Gordon era um homem forte, porém magricelo, seus olhos verdes ocultos pelos óculos de aros negros e lentes meio riscadas. Morava num apartamento no centro de Socorro, no Novo México. Não era escolha sua morar lá. Mas Gordon preferia economizar com a moradia para desfrutar de um futuro mais confortável. O Dr. Freeman, como era chamado em seu trabalho, era formado em física quântica e PHD em física teórica pela MIT.
Gordon trabalhava para Black Mesa Research Facility, um laboratório secreto, que, obviamente, era especializado em experiências da física que eram acima do nível conhecido pelos humanos. Esse laboratório era comandado pelo governo dos EUA, através de um intermediário: o Dr. Walace Breen. Ao contrário de Gordon, Dr. Breen era velho, de cabelos bem curtos e grisalhos e aparência de poucos amigos. Ninguém nunca vira o Dr. Breen, o que muitos reconheciam como alívio, devido aos comentários de seu rigor com o trabalho.
Black Mesa era afastado da cidade, bem no meio do deserto, oculta pelas areias e pelos cânions. Só haviam duas maneiras de se chegar lá: de helicóptero e de trem. Logo no fim da cidade, perto da placa de entrada da cidade, havia uma velha estação de trem, que já estava desativada a quinze anos. Todos os funcionários de Black Mesa entravam por lá.

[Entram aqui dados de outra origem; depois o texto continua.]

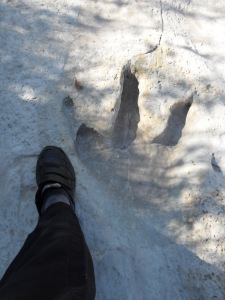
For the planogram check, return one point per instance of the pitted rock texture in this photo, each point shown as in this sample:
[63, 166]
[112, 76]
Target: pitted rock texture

O relógio do carro marcou seis e quarenta e cinco quando o carro de Gordon parou na estação, levantando uma nuvem de poeira. Do lado de fora, duas outras pessoas estavam paradas, parecendo discutir.
-Bom dia Dr. Freeman. - falou um homem de jaleco branco e óculos de aros quadrados.
-Ah!, Bom dia Isaac. - respondeu Gordon num tom simpático. -Pelo visto ainda não convenceu o Dr. Vance a pedir Anne em casamento.
-São questões que não gosto de discutir no trabalho – defendeu-se o outro homem.
-Ora Eli, nós nem entramos no trem ainda! - disse Isaac rindo.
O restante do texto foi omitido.